Species group: Unrecognized and Rare Breed dogs
Alaskan Huskies are tough cold weather dogs bred for performance, especially the ability to pull sleds for long distances at high speed in harsh weather. Because they are developed for performance-- to win races or to get to the destination as fast as possible-- breeders haven't put a premium on breeding for consistent appearance. Different strains look different, and no major registry recognizes them as a breed. This is a dog that gets things done, not a dog to sit and look good in the show ring.
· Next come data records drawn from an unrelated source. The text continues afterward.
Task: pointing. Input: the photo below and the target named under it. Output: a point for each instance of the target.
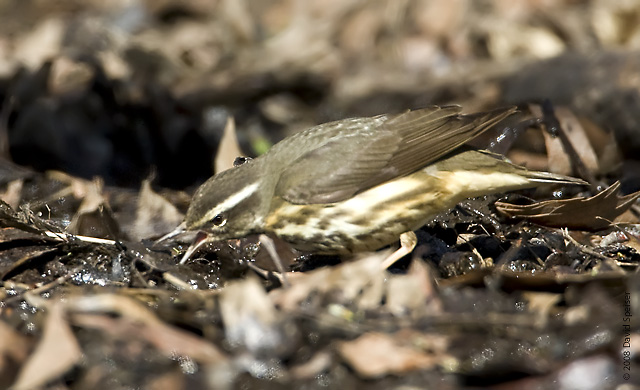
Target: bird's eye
(219, 220)
(241, 160)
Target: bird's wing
(367, 156)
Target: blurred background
(123, 88)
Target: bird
(357, 184)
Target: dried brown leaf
(57, 352)
(137, 321)
(14, 349)
(374, 355)
(346, 282)
(250, 318)
(155, 215)
(593, 213)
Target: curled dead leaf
(593, 213)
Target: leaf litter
(494, 294)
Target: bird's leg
(408, 241)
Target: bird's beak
(177, 231)
(201, 239)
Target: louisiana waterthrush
(357, 184)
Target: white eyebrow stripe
(233, 200)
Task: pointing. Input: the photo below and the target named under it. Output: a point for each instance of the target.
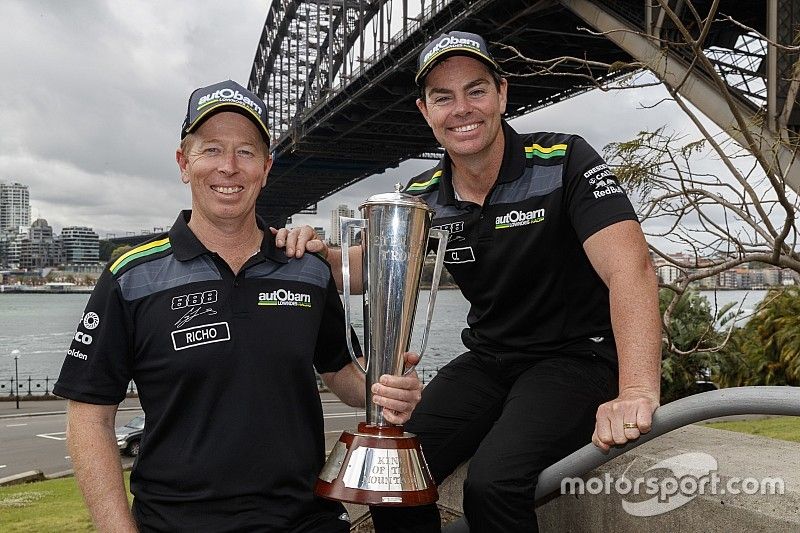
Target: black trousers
(513, 418)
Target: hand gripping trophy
(381, 464)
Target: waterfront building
(341, 211)
(79, 246)
(39, 249)
(15, 207)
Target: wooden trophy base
(377, 466)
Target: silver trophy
(381, 464)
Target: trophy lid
(396, 198)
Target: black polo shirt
(519, 258)
(224, 366)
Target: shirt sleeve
(331, 353)
(594, 198)
(98, 365)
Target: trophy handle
(345, 224)
(441, 235)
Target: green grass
(782, 428)
(54, 505)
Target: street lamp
(15, 353)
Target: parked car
(129, 436)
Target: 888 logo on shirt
(195, 298)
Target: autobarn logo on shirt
(515, 218)
(603, 180)
(282, 297)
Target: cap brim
(243, 109)
(449, 52)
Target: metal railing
(29, 386)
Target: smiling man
(564, 331)
(197, 317)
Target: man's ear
(423, 108)
(267, 166)
(183, 163)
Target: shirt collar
(511, 168)
(186, 245)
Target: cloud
(94, 93)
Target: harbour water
(41, 327)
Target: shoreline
(6, 289)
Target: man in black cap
(564, 330)
(197, 317)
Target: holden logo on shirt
(284, 297)
(515, 218)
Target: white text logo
(690, 475)
(198, 335)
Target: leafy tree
(766, 351)
(692, 347)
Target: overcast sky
(94, 93)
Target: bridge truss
(337, 75)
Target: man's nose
(462, 105)
(227, 162)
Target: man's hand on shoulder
(624, 418)
(299, 240)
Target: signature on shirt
(193, 313)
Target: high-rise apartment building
(336, 214)
(15, 207)
(39, 249)
(79, 245)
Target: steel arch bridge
(337, 75)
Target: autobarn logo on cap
(449, 41)
(228, 95)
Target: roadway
(33, 438)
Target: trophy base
(377, 466)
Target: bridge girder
(343, 107)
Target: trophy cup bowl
(380, 464)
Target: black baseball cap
(225, 96)
(455, 43)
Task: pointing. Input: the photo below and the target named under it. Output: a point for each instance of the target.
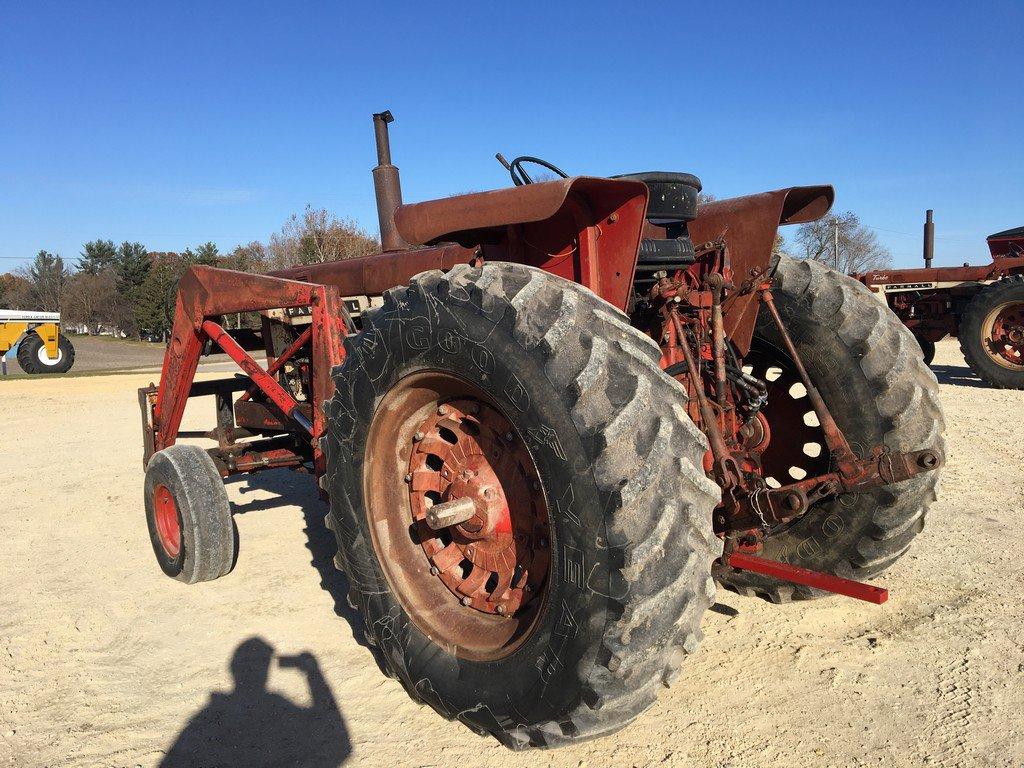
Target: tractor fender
(749, 225)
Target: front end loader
(549, 420)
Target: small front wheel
(34, 358)
(188, 515)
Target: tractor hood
(481, 217)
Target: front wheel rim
(476, 587)
(165, 513)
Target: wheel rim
(45, 358)
(794, 445)
(168, 524)
(478, 586)
(1003, 335)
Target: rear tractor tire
(991, 333)
(188, 515)
(33, 358)
(869, 371)
(523, 416)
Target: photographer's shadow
(253, 726)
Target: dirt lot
(105, 662)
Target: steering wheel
(518, 173)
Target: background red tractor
(983, 306)
(549, 419)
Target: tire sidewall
(418, 332)
(161, 472)
(32, 350)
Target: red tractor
(983, 306)
(548, 420)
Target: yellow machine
(43, 349)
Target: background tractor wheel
(868, 368)
(188, 515)
(991, 333)
(33, 358)
(558, 601)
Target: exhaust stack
(387, 185)
(929, 239)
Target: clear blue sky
(177, 123)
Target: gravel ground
(105, 662)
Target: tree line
(130, 290)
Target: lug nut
(451, 513)
(793, 502)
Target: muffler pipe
(929, 239)
(387, 185)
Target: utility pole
(836, 242)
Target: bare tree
(317, 236)
(254, 257)
(858, 248)
(15, 292)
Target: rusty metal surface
(373, 275)
(480, 217)
(387, 185)
(999, 267)
(827, 582)
(748, 225)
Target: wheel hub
(1005, 340)
(168, 525)
(495, 561)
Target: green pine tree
(97, 256)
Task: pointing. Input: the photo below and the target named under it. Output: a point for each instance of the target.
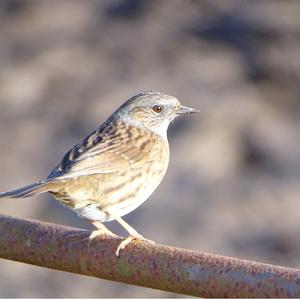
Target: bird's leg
(133, 234)
(101, 230)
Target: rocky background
(233, 184)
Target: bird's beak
(186, 110)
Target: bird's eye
(157, 108)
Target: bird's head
(152, 110)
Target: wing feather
(107, 150)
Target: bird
(116, 167)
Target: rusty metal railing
(141, 263)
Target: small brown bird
(117, 167)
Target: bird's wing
(103, 153)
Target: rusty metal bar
(144, 264)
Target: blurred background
(232, 187)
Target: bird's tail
(27, 191)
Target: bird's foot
(101, 230)
(128, 240)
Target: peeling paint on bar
(150, 265)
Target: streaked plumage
(118, 166)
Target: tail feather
(27, 191)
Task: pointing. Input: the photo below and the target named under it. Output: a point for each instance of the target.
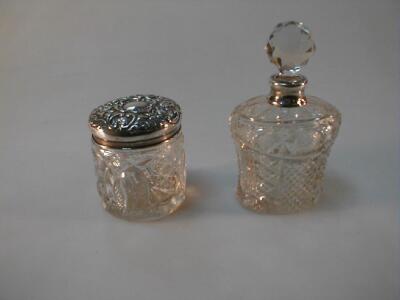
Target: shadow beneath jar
(338, 193)
(211, 190)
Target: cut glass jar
(137, 145)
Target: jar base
(274, 207)
(149, 214)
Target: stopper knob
(290, 46)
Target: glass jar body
(141, 184)
(282, 153)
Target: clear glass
(141, 184)
(282, 152)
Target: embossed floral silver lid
(135, 121)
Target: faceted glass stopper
(290, 46)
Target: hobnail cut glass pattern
(144, 183)
(282, 152)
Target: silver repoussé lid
(135, 121)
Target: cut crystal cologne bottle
(283, 139)
(137, 145)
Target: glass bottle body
(282, 152)
(141, 184)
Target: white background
(60, 59)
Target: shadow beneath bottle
(209, 191)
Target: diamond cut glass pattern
(283, 139)
(282, 153)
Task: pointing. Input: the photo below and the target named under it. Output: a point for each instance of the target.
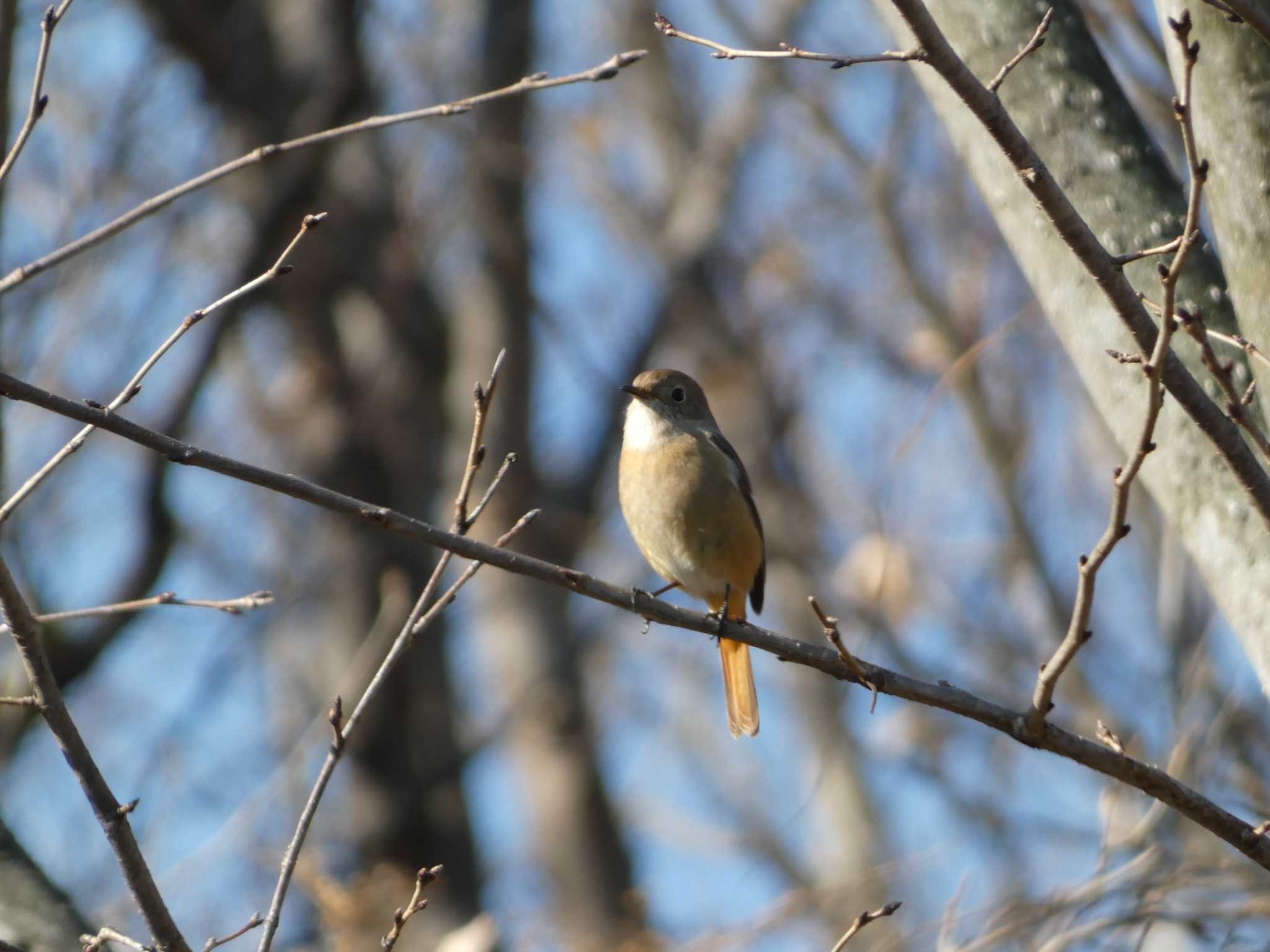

The modern Alaskan Husky can lope at over 20 miles an hour for almost 30 miles, and they can run even farther at an average speed of 15 miles an hour. There many stories about their dedication to duty that has saved lives during time of war, epidemic, or blizzard. The ancestors of these heroic dogs may go back 4,000 years, when they helped native Alaskans hunt or travel over a harsh landscape. They are truly the stuff of legend-- the perfect dog for an owner in a cold climate who has lots of time to work with an energetic animal who needs something to do. But these are frontier animals who need to run in wide-open spaces. They're the wrong pet for the busy city dweller with a postage stamp backyard.
Appearance / health:
Being a mixed breed, the looks of an Alaskan Husky vary greatly. The predominant genes include the Siberian Husky and native Alaskan dogs. Alaskan Huskies are moderate in size and tend to be taller and longer-legged than the Siberian Husky. Eyes are often light blue or brown but can be of any other color. The ears are pricked or drooping. The tail shows great variation.
Alaskan Huskies shed heavily twice a year. During this time, owners brush them with a hard comb.
Because they were developed as working dogs, Alaskan huskies require a LOT of strenuous exercise to maintain psychological as well as physical health. 1 to 2 hours of running, bikjoring, skijoring or other dog-powered sport at least 3 times per week. Failure to provide adequate exercise can result in unwanted behavioral issues.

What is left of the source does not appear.